The article proposals are to be submitted to the email address The papers should be prepared using MS Word 2003 or a later program version. All contributions to the journal are published in the English language. The paper must not exceed 8000 words, including the main title, abstract, keyword, tables, references, figure captions, and endnotes. Designations such as DOI, UDC, date of paper submission, date of paper acceptance, and bilingual information are entered by the journal Editors. AGG+ uses the IEEE citation style. The papers should be submitted in the following MSWord template according to the technical guidelines.

Technical Guidelines+Template (.doc)

All papers are subject to the double-anonymous peer-review process and plagiarism check. After the paper has been approved by the Editors, as suitable for the journal, it will be peer-reviewed by at least two independent, anonymous expert referees. The choice of reviewers is at the Editors’ discretion. The Editors-in-Chief and Section Editors will match the papers with reviewers who are experts in the field of research but are not from the author’s institution and do not have recent joint publications with any of the authors. The reviewers of the same paper act independently and are not aware of each other’s identities. In case the review reports contain the opposite decision (accept/reject) or categorization of the article, the Editors-in-Chief and Section Editors may assign additional reviewers.


Articles Classification

Research article: these papers are fully documented, interpreted accounts of significant findings of original research conducted using scientific methods. Suggested standard structure of the body of research is according to the IMRAD pattern (Introduction, Methods, Results and Discussion).

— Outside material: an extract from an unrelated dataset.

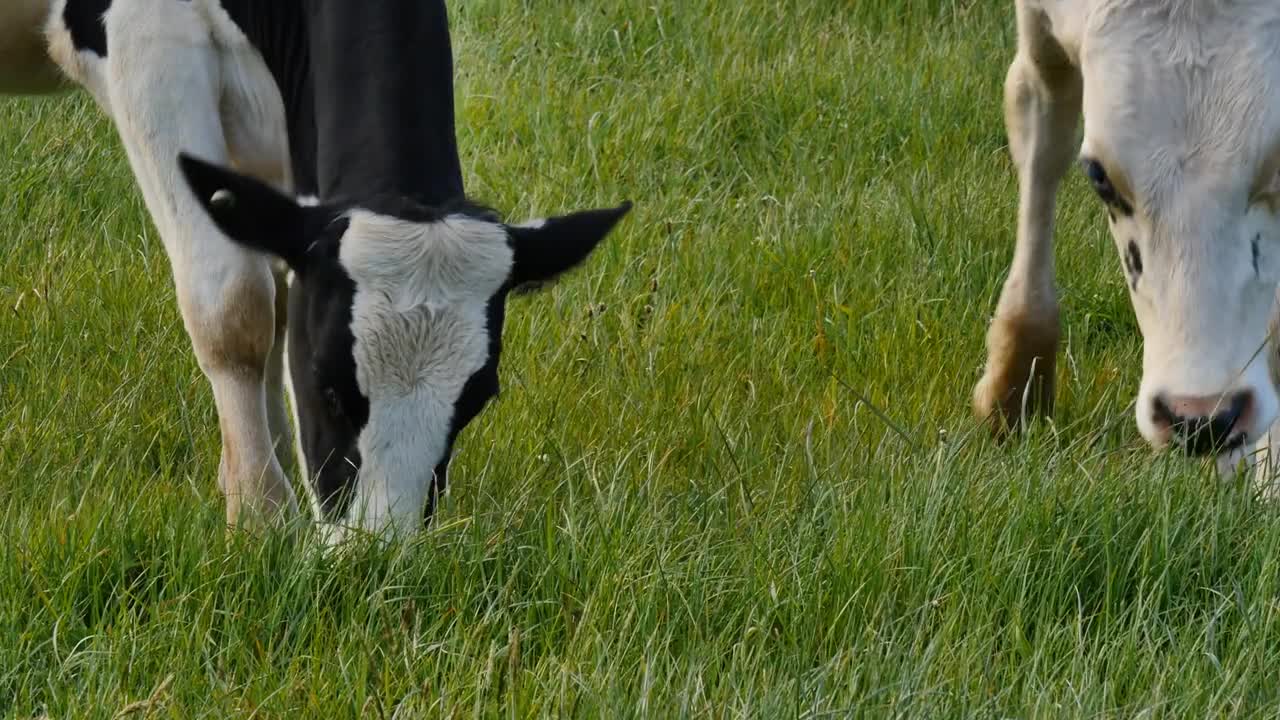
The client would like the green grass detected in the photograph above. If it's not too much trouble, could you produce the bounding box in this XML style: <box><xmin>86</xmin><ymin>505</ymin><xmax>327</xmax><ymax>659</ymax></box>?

Review articles: these are critical and comprehensive reviews that provide new insights or interpretation of a subject through thorough and systematic evaluation of available evidence. Paper offers a new synthesis based on a review of the latest works on a particular subject area, which is made by summarizing, analyzing, synthesizing and evaluating in order to show a regularity, rule, trend or cause-and-effect relationship with respect to the investigated phenomena.

Short communications: these can be contributions of original research referring to case studies and technical aspects or policy briefs that present outcomes and lessons learned from various initiatives. Short communications are concise manuscripts, shorter than the typical full-format articles.

Scientific critique, debate or overview is a discussion on a particular topic, based solely on scientific arguments, where the author(s) proves the correctness of certain criteria of her or his opinions, or confirms or refutes the findings of other authors.